Liberare l'individuo dalla catena della comunità -Parte II

Quando leggo i testi degli odierni teorici della decrescita ho spesso la sensazione che a fronte di un retroterra culturale estremamente interessante e provocatorio, grazie in particolare ai contributi di Georgescu-Roegen ed Illich, i risultati che ottengono siano enormemente limitati dal punto di vista del realismo e parzialmente pericolosi dal punto di vista politico ('parzialmente' solo perché è estremamente improbabile che essi siano ascoltati da molto di più di una ristretta cerchia di intellettuali). Cerchiamo di individuare prima di tutto i limiti teorico-pratici.

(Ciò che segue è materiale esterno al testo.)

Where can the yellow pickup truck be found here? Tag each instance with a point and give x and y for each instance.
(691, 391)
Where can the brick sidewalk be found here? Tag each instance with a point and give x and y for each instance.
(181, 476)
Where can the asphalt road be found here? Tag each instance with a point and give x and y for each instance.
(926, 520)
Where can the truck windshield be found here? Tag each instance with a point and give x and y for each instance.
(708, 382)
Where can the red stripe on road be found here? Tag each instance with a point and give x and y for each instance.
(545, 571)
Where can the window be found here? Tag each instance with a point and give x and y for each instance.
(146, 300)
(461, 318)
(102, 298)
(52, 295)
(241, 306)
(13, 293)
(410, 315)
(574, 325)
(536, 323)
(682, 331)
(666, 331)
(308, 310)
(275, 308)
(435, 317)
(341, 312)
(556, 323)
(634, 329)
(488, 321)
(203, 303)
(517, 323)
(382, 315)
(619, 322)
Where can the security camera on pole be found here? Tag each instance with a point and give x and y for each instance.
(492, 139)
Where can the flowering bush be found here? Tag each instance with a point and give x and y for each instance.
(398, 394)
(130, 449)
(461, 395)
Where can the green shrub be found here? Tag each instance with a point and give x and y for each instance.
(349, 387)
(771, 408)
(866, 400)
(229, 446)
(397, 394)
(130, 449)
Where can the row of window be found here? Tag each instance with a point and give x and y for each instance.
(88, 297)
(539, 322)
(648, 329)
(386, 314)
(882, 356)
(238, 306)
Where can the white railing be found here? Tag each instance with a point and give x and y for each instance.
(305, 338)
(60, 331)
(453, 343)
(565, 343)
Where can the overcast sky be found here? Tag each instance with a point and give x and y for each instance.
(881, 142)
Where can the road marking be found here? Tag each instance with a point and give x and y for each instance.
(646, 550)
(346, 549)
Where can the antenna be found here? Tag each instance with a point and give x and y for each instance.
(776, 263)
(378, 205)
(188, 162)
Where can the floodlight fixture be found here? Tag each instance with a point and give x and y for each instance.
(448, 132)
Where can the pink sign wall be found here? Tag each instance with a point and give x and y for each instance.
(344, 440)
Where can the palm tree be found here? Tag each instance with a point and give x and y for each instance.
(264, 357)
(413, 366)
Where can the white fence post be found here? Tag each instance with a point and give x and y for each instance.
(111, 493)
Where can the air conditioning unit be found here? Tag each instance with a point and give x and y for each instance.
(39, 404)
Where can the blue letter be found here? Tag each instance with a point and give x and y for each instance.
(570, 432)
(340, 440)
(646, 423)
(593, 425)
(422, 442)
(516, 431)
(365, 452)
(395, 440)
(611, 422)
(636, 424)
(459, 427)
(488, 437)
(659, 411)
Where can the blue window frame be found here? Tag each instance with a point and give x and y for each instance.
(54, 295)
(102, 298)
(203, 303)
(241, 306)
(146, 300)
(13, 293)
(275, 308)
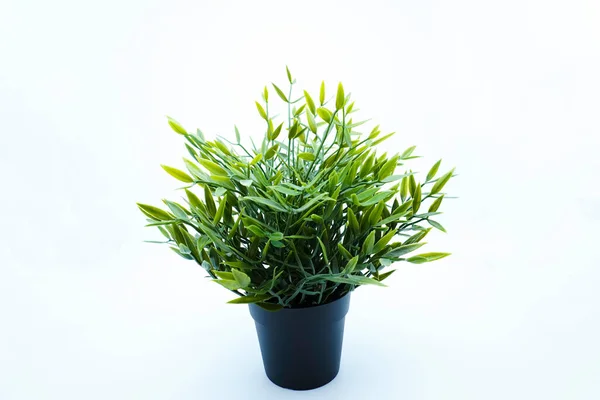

Se si volesse realmente “fermare la crescita” si affronterebbe in breve una improbabile crisi demografica senza precendenti. Serge Latouche suggerisce di riportare il PIL mondiale ai livelli degli anni '60-'70, quando l'impronta ecologica degli esseri umani avrebbe toccato la sua massima sostenibilità ecologica[1]. Allora la popolazione mondiale era pari a 3 miliardi di persone, oggi è superiore ai 6 miliardi: se ammettiamo (come appare probabile) che le risorse alimentari erano allora come oggi malamente distribuite e che esse avrebbero potuto sfamare almeno il 25% in più di popolazione se fossero state efficientemente allocate (una stima molto ottimistica), rimangono almeno 2 miliardi di persone “in eccesso”. Lo stesso Latouche non chiarisce quale sarebbe un metodo “conviviale” per selezionare quel quarto di popolazione che andrebbe fatta passare a miglior vita per garantire che tutti noi riceviamo una ciotola di riso al giorno (uso la prima persona plurale, anche se non so se sarei anche io tra i sacrificati, in quanto 'scettico della decrescita').
La lotta contro la “colonizzazione capitalistica dell'immaginario” ha portato poi i teorici della decrescita a considerazioni davvero interessanti: sempre Latouche afferma che la povertà estrema non è che una semplice “proiezione dei valori occidentali”. Sembrerebbe una battuta, ma alcuni sostengono realmente questa tesi. Credo che basti, a questo riguardo, osservare quanto sia incoerente far riferimento all'etica della difesa della produzione e riproduzione dell'esistenza di Hans Jonas come un principio oggettivo solo quando si tratta del pianeta Terra e di alcuni animali, mentre si rifiuta tale principio come metro oggettivo con cui valutare indicatori quali la speranza di vita alla nascita, le possibilità individuali (capabilities) ed altri indicatori oggettivi di espansione delle proprie capacità vitali. Se, d'altra parte, questi indicatori sono oggettivi, lo è anche la povertà misurata rispetto ad essi. Sembrerebbe che alcuni teorici della decrescita, come gli ecologisti della deep ecology abbiano una tendenza a discriminare gli esseri umani in favore delle altre specie viventi.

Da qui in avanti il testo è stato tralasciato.